Supramolecular gating of guest release from cucurbit[7]uril using de novo design
Hugues Lambert, Alvaro Castillo Bonillo, Qiang Zhu, Yong‐Wei Zhang, Tung‐Chun Lee
Abstract
Abstract Herein we computationally explore the modulation of the release kinetics of an encapsulated guest molecule from the cucurbit[7]uril ( CB7 ) cavity by ligands binding to the host portal. We uncovered a correlation between the ligand-binding affinity with CB7 and the guest residence time, allowing us to rapidly predict the release kinetics through straightforward energy minimization calculations. These high-throughput predictions in turn enable a Monte-Carlo Tree Search (MCTS) to de novo design a series of cap-shaped ligand molecules with large binding affinities and boosting guest residence times by up to 7 orders of magnitude. Notably, halogenated aromatic compounds emerge as top-ranking ligands.
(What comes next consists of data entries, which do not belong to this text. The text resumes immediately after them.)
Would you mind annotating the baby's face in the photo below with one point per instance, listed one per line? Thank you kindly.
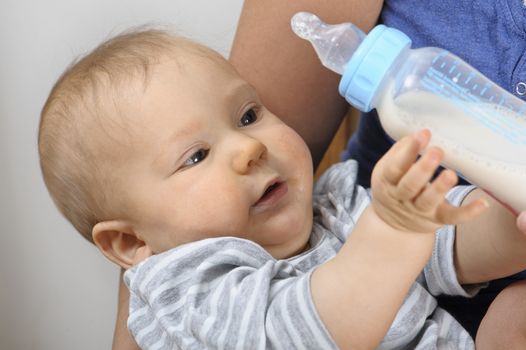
(211, 161)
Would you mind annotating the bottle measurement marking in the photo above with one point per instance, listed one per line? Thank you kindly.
(440, 83)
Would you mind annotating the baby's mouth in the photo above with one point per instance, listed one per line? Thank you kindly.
(272, 194)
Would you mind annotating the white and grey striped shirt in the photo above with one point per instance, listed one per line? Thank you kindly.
(229, 293)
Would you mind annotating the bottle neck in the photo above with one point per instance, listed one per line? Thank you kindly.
(369, 65)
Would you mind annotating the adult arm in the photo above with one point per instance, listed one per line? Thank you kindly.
(285, 69)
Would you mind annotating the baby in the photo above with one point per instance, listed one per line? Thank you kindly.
(159, 153)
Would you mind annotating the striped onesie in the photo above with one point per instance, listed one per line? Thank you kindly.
(229, 293)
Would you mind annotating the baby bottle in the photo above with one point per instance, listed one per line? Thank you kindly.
(480, 126)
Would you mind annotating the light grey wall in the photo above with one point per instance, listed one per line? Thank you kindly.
(56, 290)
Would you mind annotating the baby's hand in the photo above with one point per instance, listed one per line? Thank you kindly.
(403, 195)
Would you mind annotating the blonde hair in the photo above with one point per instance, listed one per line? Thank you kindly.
(75, 167)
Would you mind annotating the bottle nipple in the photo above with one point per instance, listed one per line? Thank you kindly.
(334, 44)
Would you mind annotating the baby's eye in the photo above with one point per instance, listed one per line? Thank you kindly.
(196, 157)
(249, 117)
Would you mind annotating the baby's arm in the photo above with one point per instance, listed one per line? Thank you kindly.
(490, 246)
(359, 292)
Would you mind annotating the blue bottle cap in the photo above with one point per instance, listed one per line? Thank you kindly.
(369, 64)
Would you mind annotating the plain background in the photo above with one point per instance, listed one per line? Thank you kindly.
(56, 290)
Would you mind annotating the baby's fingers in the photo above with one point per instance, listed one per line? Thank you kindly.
(433, 195)
(397, 161)
(449, 214)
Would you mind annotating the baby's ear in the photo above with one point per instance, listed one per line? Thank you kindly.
(119, 243)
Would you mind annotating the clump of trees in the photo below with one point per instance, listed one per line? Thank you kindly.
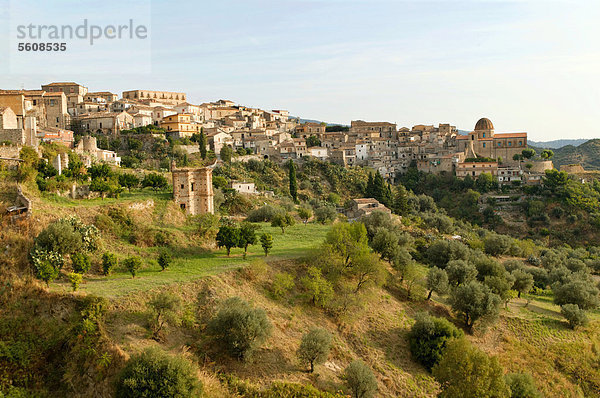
(64, 237)
(428, 338)
(314, 347)
(465, 371)
(360, 379)
(154, 373)
(232, 235)
(239, 328)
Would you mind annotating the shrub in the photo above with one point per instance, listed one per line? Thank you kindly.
(465, 371)
(428, 337)
(239, 328)
(164, 309)
(496, 245)
(314, 347)
(132, 264)
(473, 301)
(574, 315)
(59, 237)
(46, 265)
(109, 262)
(283, 221)
(75, 279)
(164, 258)
(263, 214)
(81, 262)
(155, 374)
(522, 385)
(325, 214)
(437, 281)
(266, 241)
(360, 379)
(282, 284)
(318, 288)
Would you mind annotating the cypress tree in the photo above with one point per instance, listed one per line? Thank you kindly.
(293, 182)
(369, 191)
(202, 144)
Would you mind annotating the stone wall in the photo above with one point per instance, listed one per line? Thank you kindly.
(14, 136)
(572, 168)
(193, 190)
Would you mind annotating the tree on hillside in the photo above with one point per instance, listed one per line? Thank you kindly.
(522, 385)
(293, 182)
(155, 181)
(154, 373)
(304, 213)
(226, 153)
(314, 347)
(474, 300)
(555, 179)
(437, 281)
(164, 309)
(428, 337)
(202, 144)
(347, 241)
(129, 181)
(460, 271)
(228, 237)
(547, 154)
(266, 241)
(401, 205)
(247, 236)
(360, 379)
(523, 281)
(464, 371)
(283, 221)
(239, 328)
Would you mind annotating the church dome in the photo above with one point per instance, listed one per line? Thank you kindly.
(484, 124)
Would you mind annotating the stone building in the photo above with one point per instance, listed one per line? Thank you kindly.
(484, 142)
(166, 97)
(193, 189)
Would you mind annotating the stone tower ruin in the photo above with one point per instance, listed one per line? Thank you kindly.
(193, 190)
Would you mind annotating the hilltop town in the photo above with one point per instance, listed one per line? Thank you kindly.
(60, 112)
(153, 247)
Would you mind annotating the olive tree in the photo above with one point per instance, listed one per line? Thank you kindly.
(239, 327)
(473, 301)
(360, 379)
(156, 374)
(314, 347)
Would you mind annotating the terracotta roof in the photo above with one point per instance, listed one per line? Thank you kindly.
(62, 84)
(484, 124)
(510, 135)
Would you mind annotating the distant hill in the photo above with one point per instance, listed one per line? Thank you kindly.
(588, 154)
(555, 144)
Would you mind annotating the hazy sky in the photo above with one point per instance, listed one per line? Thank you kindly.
(527, 65)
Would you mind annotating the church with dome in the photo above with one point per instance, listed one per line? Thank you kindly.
(484, 142)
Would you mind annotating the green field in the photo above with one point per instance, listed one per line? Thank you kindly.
(192, 263)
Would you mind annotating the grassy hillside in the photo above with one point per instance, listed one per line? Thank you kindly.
(56, 342)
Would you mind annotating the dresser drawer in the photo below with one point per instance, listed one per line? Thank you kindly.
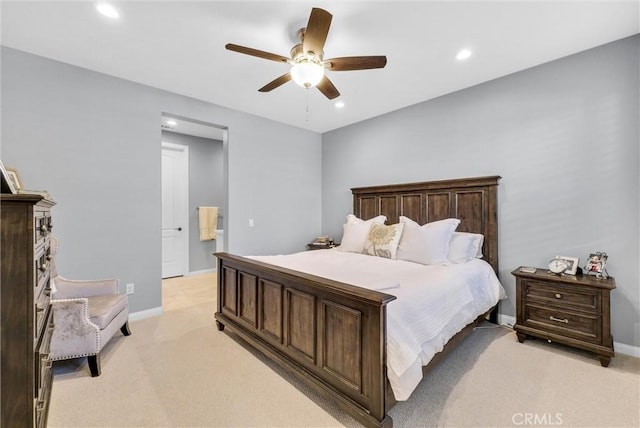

Detailed modeling suggests the presence of halogen-bonding between the ligands and the CB7 portal. Meanwhile, the binding of top-ranked ligands is supported by 1 H NMR and 2D DOSY-NMR. Our findings open up possibilities in gating of molecular transport through a nanoscale cavity with potential applications in nanopore technology and controlled drug release.